Page:A Treatise on Electricity and Magnetism - Volume 1.djvu/382

Hence, if ${\displaystyle \gamma }$ is the component of the current normal to the surface,

${\displaystyle \gamma =N\left\{u{\frac {d\lambda }{dx}}+v{\frac {d\lambda }{dy}}+w{\frac {d\lambda }{dz}}\right\}.}$

(7)

If ${\displaystyle \gamma =0}$ there will be no current through the surface, and the surface may be called a Surface of Flow, because the lines of motion are in the surface.

288.] The equation of a surface of flow is therefore

${\displaystyle u{\frac {d\lambda }{dx}}+v{\frac {d\lambda }{dy}}+w{\frac {d\lambda }{dz}}=0}$

(8)

If this equation is true for all values of ${\displaystyle \lambda ,}$ all the surfaces of the family will be surfaces of flow.

289.] Let there be another family of surfaces, whose parameter is ${\displaystyle \lambda ',}$ then, if these are also surfaces of flow, we shall have

${\displaystyle u{\frac {d\lambda '}{dx}}+v{\frac {d\lambda '}{dy}}+w{\frac {d\lambda '}{dz}}=0}$

(9)

If there is a third family of surfaces of flow, whose parameter is ${\displaystyle \lambda '',}$ then

${\displaystyle u{\frac {d\lambda ''}{dx}}+v{\frac {d\lambda ''}{dy}}+w{\frac {d\lambda ''}{dz}}=0}$

(10)

Eliminating between these three equations, ${\displaystyle u,v,}$ and ${\displaystyle w}$ disappear together, and we find

${\displaystyle {\begin{vmatrix}{\frac {d\lambda }{dx}},&{\frac {d\lambda }{dy}},&{\frac {d\lambda }{dz}}\\{\frac {d\lambda '}{dx}},&{\frac {d\lambda '}{dy}},&{\frac {d\lambda '}{dz}}\\{\frac {d\lambda ''}{dx}},&{\frac {d\lambda ''}{dy}},&{\frac {d\lambda ''}{dz}}\end{vmatrix}}=0;}$

(11)

${\displaystyle \mathrm {or} \quad \quad \lambda ''=\phi (\lambda ,\lambda ');}$

(12)

that is, ${\displaystyle \lambda ''}$ is some function of ${\displaystyle \lambda }$ and ${\displaystyle \lambda '.}$

290.] Now consider the four surfaces whose parameters are ${\displaystyle \lambda ,\lambda +\delta \lambda ,\lambda ',}$ and ${\displaystyle \lambda '+\delta \lambda '.}$ These four surfaces enclose a quadrilateral tube, which we may call the tube ${\displaystyle \delta \lambda \cdot \delta \lambda '.}$ Since this tube is bounded by surfaces across which there is no flow, we may call it a Tube of Flow.
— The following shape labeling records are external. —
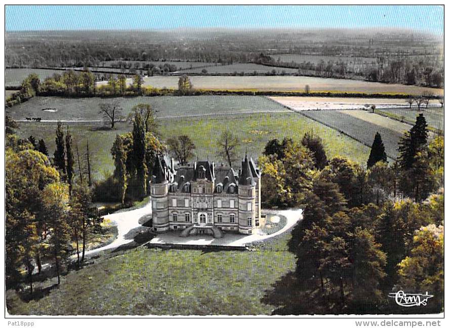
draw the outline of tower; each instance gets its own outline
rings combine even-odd
[[[256,220],[256,182],[248,156],[241,162],[238,179],[238,232],[251,234]]]
[[[151,176],[151,207],[153,230],[156,232],[167,231],[169,223],[169,181],[166,168],[162,166],[159,155]]]

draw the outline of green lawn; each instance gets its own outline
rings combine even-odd
[[[241,141],[238,151],[242,158],[248,149],[249,154],[255,159],[258,158],[270,139],[289,137],[300,141],[305,132],[312,130],[314,134],[322,139],[330,158],[340,155],[364,164],[370,153],[369,147],[334,129],[291,112],[173,117],[161,119],[160,122],[162,140],[172,136],[187,134],[195,143],[196,153],[200,158],[209,155],[210,159],[218,162],[223,159],[216,155],[216,141],[221,132],[227,128],[237,134]],[[101,129],[102,126],[98,124],[77,124],[69,126],[74,144],[78,144],[80,154],[85,152],[86,142],[89,140],[92,171],[97,179],[102,178],[105,172],[113,170],[110,148],[115,135],[132,128],[128,123],[117,124],[114,130]],[[18,132],[22,137],[32,135],[36,139],[43,138],[50,155],[53,156],[55,129],[55,125],[52,123],[24,122],[20,124]]]
[[[96,259],[62,277],[48,296],[28,303],[7,293],[21,315],[270,314],[265,291],[293,270],[288,252],[217,252],[139,248]],[[53,281],[47,281],[48,287]]]

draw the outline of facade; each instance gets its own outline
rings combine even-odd
[[[246,156],[238,171],[209,160],[175,169],[173,159],[169,167],[158,156],[150,183],[153,230],[251,234],[261,219],[260,175]]]

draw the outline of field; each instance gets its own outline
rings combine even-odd
[[[380,133],[387,155],[395,159],[398,142],[410,126],[387,117],[359,110],[308,110],[301,112],[315,119],[371,146],[376,132]]]
[[[206,67],[208,74],[237,74],[243,72],[246,73],[252,73],[256,72],[257,73],[265,74],[271,73],[274,69],[277,74],[280,74],[282,71],[287,73],[298,73],[298,70],[296,68],[282,68],[280,67],[272,67],[263,65],[259,65],[248,63],[246,64],[232,64],[232,65],[223,65],[219,66],[211,66]],[[183,73],[188,74],[189,73],[200,73],[203,68],[198,68],[193,69],[186,69],[183,71]]]
[[[199,157],[209,155],[211,159],[217,162],[222,159],[216,155],[216,140],[226,128],[232,130],[241,140],[241,146],[238,150],[241,157],[248,148],[250,154],[257,159],[269,140],[287,136],[300,141],[304,133],[310,130],[323,139],[328,156],[339,154],[364,163],[369,155],[370,149],[366,146],[333,129],[285,110],[283,106],[265,97],[224,96],[119,99],[123,99],[126,112],[140,102],[151,104],[159,111],[157,115],[160,118],[162,140],[174,135],[187,134],[196,145],[196,153]],[[36,97],[12,107],[10,114],[19,120],[27,115],[38,115],[46,120],[51,118],[52,122],[20,122],[18,133],[24,137],[33,135],[37,139],[44,139],[52,155],[56,121],[100,120],[97,108],[98,103],[103,100],[100,98]],[[55,107],[58,110],[56,113],[42,111],[42,108],[45,107]],[[97,179],[113,169],[110,150],[115,135],[132,129],[131,125],[127,122],[117,124],[114,130],[103,126],[101,122],[64,124],[68,125],[80,153],[85,152],[86,142],[89,140],[93,171]]]
[[[388,98],[322,98],[318,97],[270,97],[270,99],[295,110],[314,109],[359,109],[376,105],[377,109],[409,108],[405,99]],[[439,104],[431,100],[429,105]]]
[[[5,70],[5,85],[20,86],[22,81],[31,73],[37,74],[42,80],[51,76],[55,73],[61,74],[62,71],[53,69],[39,69],[37,68],[7,68]]]
[[[415,107],[406,108],[385,108],[376,110],[376,112],[384,113],[395,119],[414,123],[416,116],[421,113],[424,114],[429,128],[444,131],[444,108],[441,107],[429,107],[418,111]]]
[[[282,235],[286,239],[290,234]],[[286,240],[277,243],[284,244]],[[285,251],[129,251],[61,277],[58,288],[28,303],[9,291],[10,314],[270,315],[261,299],[294,269]],[[36,284],[51,288],[53,281]]]
[[[144,78],[145,85],[154,88],[178,88],[178,76],[150,76]],[[264,91],[303,92],[308,85],[310,91],[365,93],[368,94],[421,94],[432,92],[442,95],[442,89],[365,82],[338,78],[310,76],[191,76],[193,87],[198,89],[217,90],[261,90]],[[131,79],[128,80],[128,83]],[[100,83],[101,84],[105,82]]]

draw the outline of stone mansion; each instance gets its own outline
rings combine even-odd
[[[261,173],[247,156],[238,171],[209,160],[175,169],[157,156],[150,181],[152,228],[180,235],[251,234],[260,225]]]

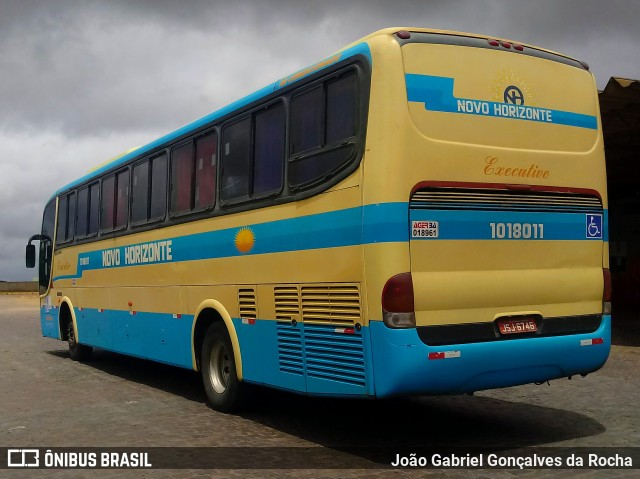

If we take any two sections across the tube, the quantity which enters the tube at one section must be equal to the quantity which leaves it at the other, and since this quantity is therefore the same for every section of the tube, let us call it ${\displaystyle L\delta \lambda \cdot \delta \lambda '}$ where ${\displaystyle L}$ is a function of ${\displaystyle \lambda }$ and ${\displaystyle \lambda ',}$ the parameters which determine the particular tube.